Saturday, September 27, 2014
Consort Profile: Queen Victoria of Baden
Queen Victoria of Baden was not the type of royal who would be merely symbolic or keep her opinions to herself. She was very definite about maintaining friendly relations with her native Germany, was very upset about the separation of Norway from Sweden and detested the rise of trade unions and socialism in Sweden. For Queen Victoria, elected politicians were people who simply had to be tolerated and she had very strong views about keeping the politically class at a distinct distance from the Royal Family. She was a strong, strict, ‘by the book’ type of lady who did not hesitate to have members of the Royal Guard placed under arrest if they failed to salute her. When, on an official visit to Germany, she was made colonel-in-chief of a Prussian regiment (the Prussian army being famous for its iron-discipline) many thought she had missed her true calling. This caused a further drop in her popularity in Sweden after the outbreak of World War I in which Sweden was neutral but during which time Queen Victoria left no doubt that she was definitely on ‘Team Central Powers’.

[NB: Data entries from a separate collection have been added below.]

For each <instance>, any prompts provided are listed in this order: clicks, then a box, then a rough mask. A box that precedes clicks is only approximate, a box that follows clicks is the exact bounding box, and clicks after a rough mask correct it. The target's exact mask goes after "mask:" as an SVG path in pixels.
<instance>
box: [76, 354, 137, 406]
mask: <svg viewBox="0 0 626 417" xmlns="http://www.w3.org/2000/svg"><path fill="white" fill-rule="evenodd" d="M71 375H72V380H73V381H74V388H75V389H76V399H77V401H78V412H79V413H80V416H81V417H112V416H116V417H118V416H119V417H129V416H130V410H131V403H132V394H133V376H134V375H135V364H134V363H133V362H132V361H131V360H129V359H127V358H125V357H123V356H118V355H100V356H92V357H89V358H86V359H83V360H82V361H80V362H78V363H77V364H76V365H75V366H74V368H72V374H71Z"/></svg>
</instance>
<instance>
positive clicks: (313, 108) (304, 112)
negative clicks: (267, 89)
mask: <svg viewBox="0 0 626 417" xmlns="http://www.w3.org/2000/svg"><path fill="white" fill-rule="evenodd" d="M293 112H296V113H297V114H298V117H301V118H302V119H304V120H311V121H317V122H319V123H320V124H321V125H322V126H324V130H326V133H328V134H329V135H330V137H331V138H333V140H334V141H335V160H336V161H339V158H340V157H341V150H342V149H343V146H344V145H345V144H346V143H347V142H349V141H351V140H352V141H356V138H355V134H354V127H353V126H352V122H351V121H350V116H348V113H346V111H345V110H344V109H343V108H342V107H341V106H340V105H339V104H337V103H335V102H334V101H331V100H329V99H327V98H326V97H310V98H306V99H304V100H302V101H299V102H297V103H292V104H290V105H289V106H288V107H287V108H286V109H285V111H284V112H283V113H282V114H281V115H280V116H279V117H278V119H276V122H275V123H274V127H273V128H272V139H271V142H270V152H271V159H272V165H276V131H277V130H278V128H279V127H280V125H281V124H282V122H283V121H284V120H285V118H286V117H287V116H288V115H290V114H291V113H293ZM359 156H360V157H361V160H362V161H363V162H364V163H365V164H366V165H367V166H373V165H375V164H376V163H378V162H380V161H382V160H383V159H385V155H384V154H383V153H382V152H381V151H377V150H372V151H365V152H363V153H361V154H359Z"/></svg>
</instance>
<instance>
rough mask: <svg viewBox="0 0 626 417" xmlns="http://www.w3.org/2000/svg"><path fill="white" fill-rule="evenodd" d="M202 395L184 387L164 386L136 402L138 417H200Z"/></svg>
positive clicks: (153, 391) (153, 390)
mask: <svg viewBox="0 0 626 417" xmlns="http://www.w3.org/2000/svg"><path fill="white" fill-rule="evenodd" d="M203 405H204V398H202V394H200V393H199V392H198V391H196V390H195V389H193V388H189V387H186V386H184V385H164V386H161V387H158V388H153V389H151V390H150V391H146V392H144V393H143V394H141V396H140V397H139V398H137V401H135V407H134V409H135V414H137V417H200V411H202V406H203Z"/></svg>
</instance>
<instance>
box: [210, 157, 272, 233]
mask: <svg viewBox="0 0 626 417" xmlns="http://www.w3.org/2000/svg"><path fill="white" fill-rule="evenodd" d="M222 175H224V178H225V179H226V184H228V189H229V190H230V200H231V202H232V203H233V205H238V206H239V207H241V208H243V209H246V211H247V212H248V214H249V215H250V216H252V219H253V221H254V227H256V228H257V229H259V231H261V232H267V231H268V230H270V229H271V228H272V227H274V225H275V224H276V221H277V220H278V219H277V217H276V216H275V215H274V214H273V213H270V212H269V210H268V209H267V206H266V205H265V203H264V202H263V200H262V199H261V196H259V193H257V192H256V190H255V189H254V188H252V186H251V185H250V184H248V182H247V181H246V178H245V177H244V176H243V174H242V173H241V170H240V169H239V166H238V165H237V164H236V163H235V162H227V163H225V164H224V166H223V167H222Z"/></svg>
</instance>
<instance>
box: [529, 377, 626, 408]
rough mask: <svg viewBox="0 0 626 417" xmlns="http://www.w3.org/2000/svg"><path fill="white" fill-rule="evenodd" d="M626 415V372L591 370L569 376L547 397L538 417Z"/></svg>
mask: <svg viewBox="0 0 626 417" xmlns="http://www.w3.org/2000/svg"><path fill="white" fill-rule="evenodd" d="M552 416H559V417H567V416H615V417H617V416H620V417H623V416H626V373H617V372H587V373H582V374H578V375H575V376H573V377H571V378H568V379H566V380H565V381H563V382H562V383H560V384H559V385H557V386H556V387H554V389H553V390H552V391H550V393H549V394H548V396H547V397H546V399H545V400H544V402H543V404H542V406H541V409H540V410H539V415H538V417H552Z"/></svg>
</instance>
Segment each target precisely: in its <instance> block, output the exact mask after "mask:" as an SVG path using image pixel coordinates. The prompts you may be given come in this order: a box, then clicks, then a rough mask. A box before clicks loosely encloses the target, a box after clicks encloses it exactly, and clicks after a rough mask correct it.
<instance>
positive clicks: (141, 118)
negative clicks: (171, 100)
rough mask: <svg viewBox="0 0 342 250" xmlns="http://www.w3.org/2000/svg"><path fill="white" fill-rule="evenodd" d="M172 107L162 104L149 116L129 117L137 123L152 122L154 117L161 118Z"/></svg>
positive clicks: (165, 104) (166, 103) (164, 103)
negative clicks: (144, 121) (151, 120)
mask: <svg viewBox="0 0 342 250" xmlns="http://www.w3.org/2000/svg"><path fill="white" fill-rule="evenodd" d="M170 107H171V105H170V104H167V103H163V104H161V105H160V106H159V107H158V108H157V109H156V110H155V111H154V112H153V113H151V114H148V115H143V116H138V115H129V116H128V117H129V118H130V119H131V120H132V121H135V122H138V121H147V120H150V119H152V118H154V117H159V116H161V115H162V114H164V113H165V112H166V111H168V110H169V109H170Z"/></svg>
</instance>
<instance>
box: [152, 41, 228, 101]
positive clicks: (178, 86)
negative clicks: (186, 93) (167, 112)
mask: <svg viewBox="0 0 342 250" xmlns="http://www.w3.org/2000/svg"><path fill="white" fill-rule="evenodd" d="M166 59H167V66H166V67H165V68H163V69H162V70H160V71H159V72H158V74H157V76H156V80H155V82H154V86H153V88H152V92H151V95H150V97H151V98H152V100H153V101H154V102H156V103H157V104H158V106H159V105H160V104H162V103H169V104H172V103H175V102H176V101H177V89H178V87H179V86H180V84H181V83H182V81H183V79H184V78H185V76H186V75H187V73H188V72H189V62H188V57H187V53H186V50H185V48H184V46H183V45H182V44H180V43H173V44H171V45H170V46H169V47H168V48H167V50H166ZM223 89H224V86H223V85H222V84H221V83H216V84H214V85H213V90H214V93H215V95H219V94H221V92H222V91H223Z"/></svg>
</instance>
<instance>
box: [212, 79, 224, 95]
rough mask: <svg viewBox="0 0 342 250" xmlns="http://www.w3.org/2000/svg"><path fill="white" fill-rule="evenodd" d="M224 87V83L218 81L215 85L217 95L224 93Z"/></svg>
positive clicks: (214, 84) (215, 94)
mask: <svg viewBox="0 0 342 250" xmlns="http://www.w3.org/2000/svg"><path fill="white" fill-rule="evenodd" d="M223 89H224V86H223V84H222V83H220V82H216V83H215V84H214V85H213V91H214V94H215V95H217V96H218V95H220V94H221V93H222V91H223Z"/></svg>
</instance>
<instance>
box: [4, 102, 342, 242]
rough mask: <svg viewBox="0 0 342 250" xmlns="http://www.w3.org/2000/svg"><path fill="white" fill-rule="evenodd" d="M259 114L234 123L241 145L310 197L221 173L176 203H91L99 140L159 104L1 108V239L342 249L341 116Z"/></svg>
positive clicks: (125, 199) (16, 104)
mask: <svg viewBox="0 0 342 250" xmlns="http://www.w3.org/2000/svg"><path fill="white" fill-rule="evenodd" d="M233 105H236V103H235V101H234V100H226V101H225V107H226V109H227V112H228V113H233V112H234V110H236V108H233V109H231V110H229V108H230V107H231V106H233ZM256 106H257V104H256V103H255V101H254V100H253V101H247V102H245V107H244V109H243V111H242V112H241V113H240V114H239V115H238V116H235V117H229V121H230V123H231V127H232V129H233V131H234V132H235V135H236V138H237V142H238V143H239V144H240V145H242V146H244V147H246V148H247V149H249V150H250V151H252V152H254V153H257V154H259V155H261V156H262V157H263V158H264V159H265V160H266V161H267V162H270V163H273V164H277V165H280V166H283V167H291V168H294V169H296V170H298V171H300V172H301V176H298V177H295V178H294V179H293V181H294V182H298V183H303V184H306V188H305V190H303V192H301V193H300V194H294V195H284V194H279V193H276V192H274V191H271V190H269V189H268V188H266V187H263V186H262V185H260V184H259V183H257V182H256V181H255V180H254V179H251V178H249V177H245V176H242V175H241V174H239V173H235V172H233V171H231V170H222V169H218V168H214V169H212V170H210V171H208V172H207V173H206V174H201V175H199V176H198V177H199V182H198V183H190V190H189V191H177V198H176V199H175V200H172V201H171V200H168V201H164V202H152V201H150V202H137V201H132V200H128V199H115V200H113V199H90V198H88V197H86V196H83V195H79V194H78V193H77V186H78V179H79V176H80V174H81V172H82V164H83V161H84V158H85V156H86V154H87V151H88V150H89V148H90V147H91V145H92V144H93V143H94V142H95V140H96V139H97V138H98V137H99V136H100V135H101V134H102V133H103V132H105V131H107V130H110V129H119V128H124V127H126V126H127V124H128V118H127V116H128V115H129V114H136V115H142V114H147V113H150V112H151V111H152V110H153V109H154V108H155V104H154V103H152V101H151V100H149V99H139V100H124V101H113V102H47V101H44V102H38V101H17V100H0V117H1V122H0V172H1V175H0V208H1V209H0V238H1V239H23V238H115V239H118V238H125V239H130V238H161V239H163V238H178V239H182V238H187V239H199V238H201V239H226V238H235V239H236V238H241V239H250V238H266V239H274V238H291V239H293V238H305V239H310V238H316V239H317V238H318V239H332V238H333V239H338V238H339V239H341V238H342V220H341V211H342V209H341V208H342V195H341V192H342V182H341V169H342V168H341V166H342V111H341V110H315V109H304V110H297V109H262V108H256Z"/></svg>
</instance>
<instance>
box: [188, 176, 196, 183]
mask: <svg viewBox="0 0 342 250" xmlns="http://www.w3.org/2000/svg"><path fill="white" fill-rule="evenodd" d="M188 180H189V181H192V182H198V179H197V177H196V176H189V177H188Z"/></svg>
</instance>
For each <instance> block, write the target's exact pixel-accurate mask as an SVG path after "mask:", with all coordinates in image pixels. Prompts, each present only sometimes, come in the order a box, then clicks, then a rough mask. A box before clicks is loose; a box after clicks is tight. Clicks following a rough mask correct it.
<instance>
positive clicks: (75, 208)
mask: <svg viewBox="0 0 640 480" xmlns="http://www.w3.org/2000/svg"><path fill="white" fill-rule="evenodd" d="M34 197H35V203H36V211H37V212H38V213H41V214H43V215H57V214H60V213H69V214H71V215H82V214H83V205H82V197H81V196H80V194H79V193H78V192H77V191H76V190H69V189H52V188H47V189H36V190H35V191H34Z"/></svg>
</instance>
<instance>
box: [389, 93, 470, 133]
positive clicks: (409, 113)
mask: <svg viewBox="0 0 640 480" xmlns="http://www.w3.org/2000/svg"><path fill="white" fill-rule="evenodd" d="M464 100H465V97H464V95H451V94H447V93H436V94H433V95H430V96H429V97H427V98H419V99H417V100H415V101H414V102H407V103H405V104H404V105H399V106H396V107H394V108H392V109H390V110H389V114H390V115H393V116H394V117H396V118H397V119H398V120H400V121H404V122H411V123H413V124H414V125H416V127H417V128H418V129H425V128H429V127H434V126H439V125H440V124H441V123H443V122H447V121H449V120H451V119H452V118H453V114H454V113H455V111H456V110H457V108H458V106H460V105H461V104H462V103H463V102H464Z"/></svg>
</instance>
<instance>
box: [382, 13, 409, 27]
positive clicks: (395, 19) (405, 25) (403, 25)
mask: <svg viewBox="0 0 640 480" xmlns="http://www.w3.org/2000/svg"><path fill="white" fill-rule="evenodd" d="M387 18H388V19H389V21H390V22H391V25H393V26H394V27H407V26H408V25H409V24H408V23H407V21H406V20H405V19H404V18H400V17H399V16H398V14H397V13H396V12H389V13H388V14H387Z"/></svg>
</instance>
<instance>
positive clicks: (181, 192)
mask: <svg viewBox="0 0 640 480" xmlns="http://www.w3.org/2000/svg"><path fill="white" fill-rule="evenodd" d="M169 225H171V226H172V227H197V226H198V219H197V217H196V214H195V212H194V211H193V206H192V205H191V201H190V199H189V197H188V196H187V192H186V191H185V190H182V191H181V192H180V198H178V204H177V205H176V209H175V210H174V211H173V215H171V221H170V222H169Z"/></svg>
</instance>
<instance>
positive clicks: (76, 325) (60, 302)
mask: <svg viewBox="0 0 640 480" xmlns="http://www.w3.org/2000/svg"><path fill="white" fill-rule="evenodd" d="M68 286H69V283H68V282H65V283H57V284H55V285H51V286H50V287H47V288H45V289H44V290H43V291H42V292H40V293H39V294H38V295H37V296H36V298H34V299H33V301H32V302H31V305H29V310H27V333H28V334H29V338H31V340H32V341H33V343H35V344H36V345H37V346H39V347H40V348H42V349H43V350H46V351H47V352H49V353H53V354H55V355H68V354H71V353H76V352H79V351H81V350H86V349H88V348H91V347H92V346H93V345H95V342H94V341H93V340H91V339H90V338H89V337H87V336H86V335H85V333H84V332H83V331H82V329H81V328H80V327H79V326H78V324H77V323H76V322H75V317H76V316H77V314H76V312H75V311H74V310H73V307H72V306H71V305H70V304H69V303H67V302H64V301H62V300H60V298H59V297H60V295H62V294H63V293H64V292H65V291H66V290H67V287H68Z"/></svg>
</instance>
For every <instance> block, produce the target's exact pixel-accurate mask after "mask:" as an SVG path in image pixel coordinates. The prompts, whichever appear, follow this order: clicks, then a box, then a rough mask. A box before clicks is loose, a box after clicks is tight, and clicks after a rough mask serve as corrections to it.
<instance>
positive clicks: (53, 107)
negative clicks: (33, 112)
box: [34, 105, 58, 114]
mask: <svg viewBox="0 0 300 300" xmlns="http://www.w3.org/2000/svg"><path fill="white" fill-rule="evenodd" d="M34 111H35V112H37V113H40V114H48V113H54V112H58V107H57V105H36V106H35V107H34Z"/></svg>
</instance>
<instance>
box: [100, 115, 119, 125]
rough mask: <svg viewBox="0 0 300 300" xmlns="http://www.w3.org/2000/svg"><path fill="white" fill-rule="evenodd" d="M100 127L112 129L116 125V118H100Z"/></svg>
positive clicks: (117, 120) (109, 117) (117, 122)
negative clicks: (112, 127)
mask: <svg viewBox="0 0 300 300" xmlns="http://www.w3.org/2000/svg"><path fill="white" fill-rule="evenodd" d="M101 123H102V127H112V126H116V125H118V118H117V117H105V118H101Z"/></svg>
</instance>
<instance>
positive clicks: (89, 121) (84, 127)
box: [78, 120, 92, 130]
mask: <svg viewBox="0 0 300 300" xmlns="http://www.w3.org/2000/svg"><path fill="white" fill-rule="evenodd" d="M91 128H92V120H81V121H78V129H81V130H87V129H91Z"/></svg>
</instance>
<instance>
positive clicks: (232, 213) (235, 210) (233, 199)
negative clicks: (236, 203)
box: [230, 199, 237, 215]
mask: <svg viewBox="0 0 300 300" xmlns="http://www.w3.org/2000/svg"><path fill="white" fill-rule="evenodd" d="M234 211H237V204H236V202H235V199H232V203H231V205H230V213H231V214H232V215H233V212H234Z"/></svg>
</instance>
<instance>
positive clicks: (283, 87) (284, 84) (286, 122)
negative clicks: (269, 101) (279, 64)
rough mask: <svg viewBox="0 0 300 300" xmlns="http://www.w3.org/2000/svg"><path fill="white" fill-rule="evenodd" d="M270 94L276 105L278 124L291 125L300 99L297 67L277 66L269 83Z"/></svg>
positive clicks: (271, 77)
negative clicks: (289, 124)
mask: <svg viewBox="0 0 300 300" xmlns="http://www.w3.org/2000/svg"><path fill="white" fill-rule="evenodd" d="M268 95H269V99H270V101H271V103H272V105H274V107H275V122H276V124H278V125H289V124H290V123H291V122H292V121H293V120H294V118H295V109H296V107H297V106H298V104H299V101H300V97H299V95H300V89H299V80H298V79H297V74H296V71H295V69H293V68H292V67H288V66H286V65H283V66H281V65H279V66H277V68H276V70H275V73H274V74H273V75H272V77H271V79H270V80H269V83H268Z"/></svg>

The changes that came to Sweden during and after the war were very much to her disappointment but, with the fall of Imperial Germany, she lost what influence she had previously had in state affairs. Her marriage had been to strengthen ties with a regime that no longer existed and her health, which had never been robust, began a steady decline. Her last official royal duty on behalf of the Swedish monarchy was a visit to Finland and she settled for the rest of her life in the Kingdom of Italy. She did make one final visit to Sweden but it was strictly private. Queen Victoria of Baden died in Rome on April 4, 1930 at the age of only 67. Her remains to moved to Sweden and she was buried in Riddarholm Church in Stockholm.